Seconded. I hate systems where Iron Ore and items made with it occupy a level range between x and y and is never useful outside of that range.

Goblin Squad Member

Being wrote:


Hm. Except there are players wishing to focus exclusively on crafting. I don't think artificial breadth and depth limitations should be imposed, but rather how much time they can invest and spend on skills. I think it would be more fair to such characters to offer such a wide variety of skills and give them interlocking requirements and tiers that the challenge of the game for them will be to acquire a masterful body of knowledge and gain wide fame as a master of his or her craft.
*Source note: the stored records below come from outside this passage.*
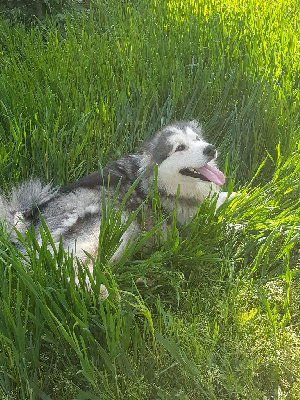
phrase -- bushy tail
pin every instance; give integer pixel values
(24, 198)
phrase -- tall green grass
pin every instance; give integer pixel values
(220, 320)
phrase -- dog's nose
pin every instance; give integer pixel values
(210, 150)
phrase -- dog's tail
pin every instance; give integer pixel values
(24, 199)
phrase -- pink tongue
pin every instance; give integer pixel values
(212, 174)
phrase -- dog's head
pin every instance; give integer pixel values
(184, 158)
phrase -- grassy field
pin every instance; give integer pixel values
(222, 319)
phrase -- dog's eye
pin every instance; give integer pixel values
(181, 147)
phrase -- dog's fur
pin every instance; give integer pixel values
(73, 213)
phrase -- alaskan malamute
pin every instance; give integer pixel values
(185, 165)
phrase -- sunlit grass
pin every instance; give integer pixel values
(220, 320)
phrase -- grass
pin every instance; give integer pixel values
(221, 321)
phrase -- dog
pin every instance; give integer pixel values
(178, 155)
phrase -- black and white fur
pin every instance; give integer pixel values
(73, 212)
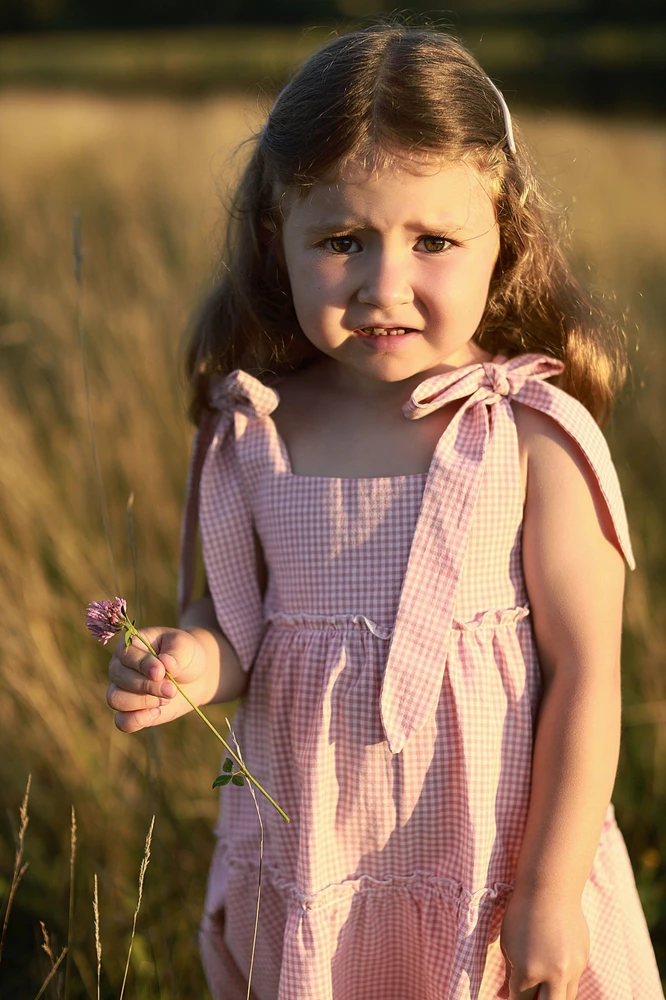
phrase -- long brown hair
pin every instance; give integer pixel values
(385, 92)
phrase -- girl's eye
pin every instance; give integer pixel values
(435, 244)
(341, 244)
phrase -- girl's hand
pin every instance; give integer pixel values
(138, 690)
(546, 943)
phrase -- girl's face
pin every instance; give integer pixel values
(390, 268)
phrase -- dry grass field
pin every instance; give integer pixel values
(146, 176)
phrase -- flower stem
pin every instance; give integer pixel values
(129, 627)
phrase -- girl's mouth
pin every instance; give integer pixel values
(385, 338)
(384, 331)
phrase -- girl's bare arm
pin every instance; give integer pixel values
(575, 581)
(197, 655)
(225, 680)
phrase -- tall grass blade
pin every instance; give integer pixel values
(54, 968)
(70, 909)
(142, 874)
(98, 939)
(261, 864)
(19, 869)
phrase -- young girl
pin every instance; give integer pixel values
(413, 537)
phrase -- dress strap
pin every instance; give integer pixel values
(417, 656)
(238, 392)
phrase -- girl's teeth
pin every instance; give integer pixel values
(380, 331)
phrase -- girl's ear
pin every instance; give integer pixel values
(267, 228)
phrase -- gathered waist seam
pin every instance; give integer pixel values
(304, 621)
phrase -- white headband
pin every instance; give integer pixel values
(506, 115)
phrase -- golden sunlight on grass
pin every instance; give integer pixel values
(144, 175)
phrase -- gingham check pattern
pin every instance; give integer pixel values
(391, 707)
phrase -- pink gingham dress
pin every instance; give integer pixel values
(391, 706)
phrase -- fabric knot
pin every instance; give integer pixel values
(499, 383)
(243, 392)
(482, 382)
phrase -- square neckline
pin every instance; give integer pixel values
(423, 476)
(416, 476)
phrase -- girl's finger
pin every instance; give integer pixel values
(131, 680)
(121, 700)
(534, 993)
(548, 991)
(132, 722)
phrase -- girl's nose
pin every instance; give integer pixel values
(385, 282)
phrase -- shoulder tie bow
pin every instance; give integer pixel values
(418, 652)
(237, 392)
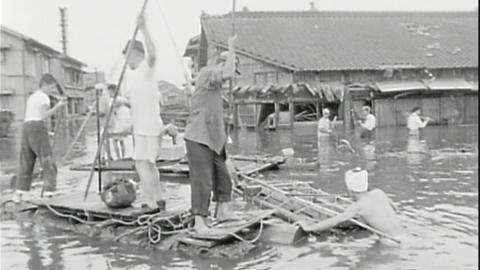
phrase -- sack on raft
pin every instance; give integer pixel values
(119, 193)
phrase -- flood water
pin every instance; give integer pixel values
(434, 184)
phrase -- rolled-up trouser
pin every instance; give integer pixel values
(208, 173)
(35, 144)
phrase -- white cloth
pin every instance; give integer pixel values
(38, 104)
(122, 119)
(144, 96)
(414, 123)
(370, 122)
(324, 126)
(357, 180)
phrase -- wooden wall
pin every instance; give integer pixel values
(453, 108)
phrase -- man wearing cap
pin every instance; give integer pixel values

I wasn't talking about dedicated crafters spending the time to be good in several crafts or specializations. I just want to see if they want to go this route, skill progression is equivalent to the class system.

Goblin Squad Member

You could think of the smithing skills as learning a series of processes. Assuming that the smelters have brought you metal which they got for the ore that miners brought. First you need to learn how to heat it evenly so when you separate chunks off an ingot, you get as much as you need, and can hammer it out pretty evenly. Hey, now you can make things like nails and crude prison-shanks. Then you might learn about shaping metal into a slightly more complex shape, so you can make horseshoes, meathooks, etc. then maybe you learn how to hammer iron into a flat, even sheet and use punches or a press to shear it. Punch a few holes in flat rectangle of iron and you have a reinforcement plate for spots where rafters join. eventually you go one to learn about turning iron into steels of various types from rigid to springy, and you learn about working with alloys where rare things like mithral have been added to the steel. You learn about keeping the core of a blade flexible but the edge more rigid so it can be sharpened. You learn about adding a fuller to a blade to reduce its weight while still keeping it strong, and you can make various types of hilts.

You pick up a collection of skills needed to turn processed materials into goods, and the various goods you can create have a list of skills needed to make them. Maybe you become a generalist who can make a wide variety of low-to-mid complexity goods, or you specialize with your eyes on a very complex end-product that requires a list of 20 sub-skills to make.

Maybe those elven swords require secrets like folding in layers of high-quality steel, mithral, and adamatine, heated with a fire mephit in the coals and a water mephit to quench it properly. The minor elementals enjoy doing their thing, but you must be able to command their respect by displaying your mastery of reshaping matter. The prospect of having to deal with such things might be why some crafters decide to stop at lower branches and diversify from there, rather than continuing to specialize.

Goblin Squad Member

Abstracting from Keovar's training example, I like the idea that not only the quality of your crafted goods improves but also the efficiency with which you can have them made. Perhaps a level 10 weaponsmith can make their weapons 5% faster and with 5% less materials than they were able to do at level 5.